Yemi Kale, Nigeria’s statistician general and director of the National Bureau of Statistics (NBS) in a chat with Justice Godfrey Okamgba talked on data protection, big data, its advantages and how Nigerians can leverage data for businesses. Excerpts:
All Around us, we observe the quantum leap in the type, size, and scale of data that is being driven by rapid advances in the world of computing. Vast amounts of data are being generated every second of the day, around the globe in various forms and across multiple sectors?
In NBS, we are leveraging this valuable resource to complement our conventional data sources. Data, whether ordinary or what we call big
data, is merely another word for information.
With the latest tools and tech- nology in the market, we no longer have to rely on just sampling or more traditional methods. Instead, we can process datasets in their entirety and gain a far more complete picture of the world around us.
There is currently an ongoing effort in the United Nations Statistical Commission on how we can use big data for official statistics, so very soon Big Data will take greater priority in official statistics.
For us in NBS, what is more, important is that we produce information that accurately reflects reality, conforming to international standards and norms.
Is data properly warehoused in Nigeria? What are your views on this?
NBS is expected to be a repository of all official statistics in the country. We already have a sound IT infrastructure for managing and warehousing this data.
A good look at our website, which has a data portal that hosts most of the datasets we publish. We also have other databases and portals where we host more disaggregated datasets (Micro-data), specifically for researchers who intend to do a more rigorous analysis.
At the same time, all the statistics we collect are also published and open to the public and can be found in our online e-library. So, the infrastructure is definitely in place. However, there is always an ongoing work to arrange and organize these datasets into more easily accessible and user-friendly formats.
A good example of this is re- cently uploaded Trade database, which makes it easy for users to get information on Nigeria’s trade with other countries, specifically showing the types of items or goods traded, as well as the value of those goods.
Is the NBS doing anything about the huge knowledge gap in data science in Nigeria?
We are serious about being champions of data science and utilizing tech innovations to improve the accuracy, efficacy, and efficiency of our data collection and analysis processes.
One of our major success areas in recent years has been in the area of statistical advocacy, which is es- sentially informing and educating the public on the work we do.
We have no doubt in our minds that this has increased both the knowledge and appetite for Nigerian data, locally and internationally. Literally, every day many of our staff members are responding to one form of the data request, from walk-in requests to online requests. Sometimes we get as much as 200 requests in one day.
Therefore, I would like to say that the data knowledge gap is being bridged and NBS is playing a significant role in this area, even as we anticipate an expansion of interest in that area.
What are the challenges affect- ing the operations of the NBS?
Accordingly, it is our responsibility to ensure data as essential as it is for growth and development isn’t mixed with ideology or politics (for or against).
To produce unbiased national statistics, NBS needs to be apolitical and committed to ideological neutrality. This ensures that data outputs are defensible, reliable and accessible not only to governments, but to the private sector, media, and citizens.
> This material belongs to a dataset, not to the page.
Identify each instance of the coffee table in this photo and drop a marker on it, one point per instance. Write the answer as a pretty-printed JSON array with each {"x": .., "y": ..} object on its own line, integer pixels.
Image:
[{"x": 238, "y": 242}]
NBS has an inherently sensitive position and could be susceptible to internal and external pressures, but we believe reliable data is robust enough to stand on its own merits; therefore, we focus on maintaining our standards and methodologies, keeping to international best practices applied locally. It is also our responsibility to ensure that the data that is produced is accessible and relatively easily understood and interpreted.
That being said, we often see misinterpretations of our published data for various reasons – for example, some misuse statistics because they are neither willing nor prepared to face the reality illuminated by data. This is not a problem of statistics, but rather a problem of the motive of the users of the data.
Another challenge is the issue of inadequate resources to fully carry out our work and produce the statistics needed by users. While this is not a new issue – it has improved slightly over the recent years – it is still nowhere close to what is required to build a robust and dynamic statistical framework for a country as strategic and important as Nigeria.
However, we do our best to utilize what has been allocated to us in the most efficient and useful manner, with the belief that our output is indeed the best advocate for more resources.
In terms of data protection, what are the measures the NBS have deployed over the years?
Cybersecurity is a focal issue for us at the NBS. By law, we are responsible for all data points collected by us, and legally we are liable for unnecessary and unqualified breaches of data. As a result, we have put in place the most affordable security systems in place to protect our data.
Naturally, these systems are re- viewed and updated periodically, and our users and data suppliers can rest assured that any information handled by the NBS is protected to the best possible standards.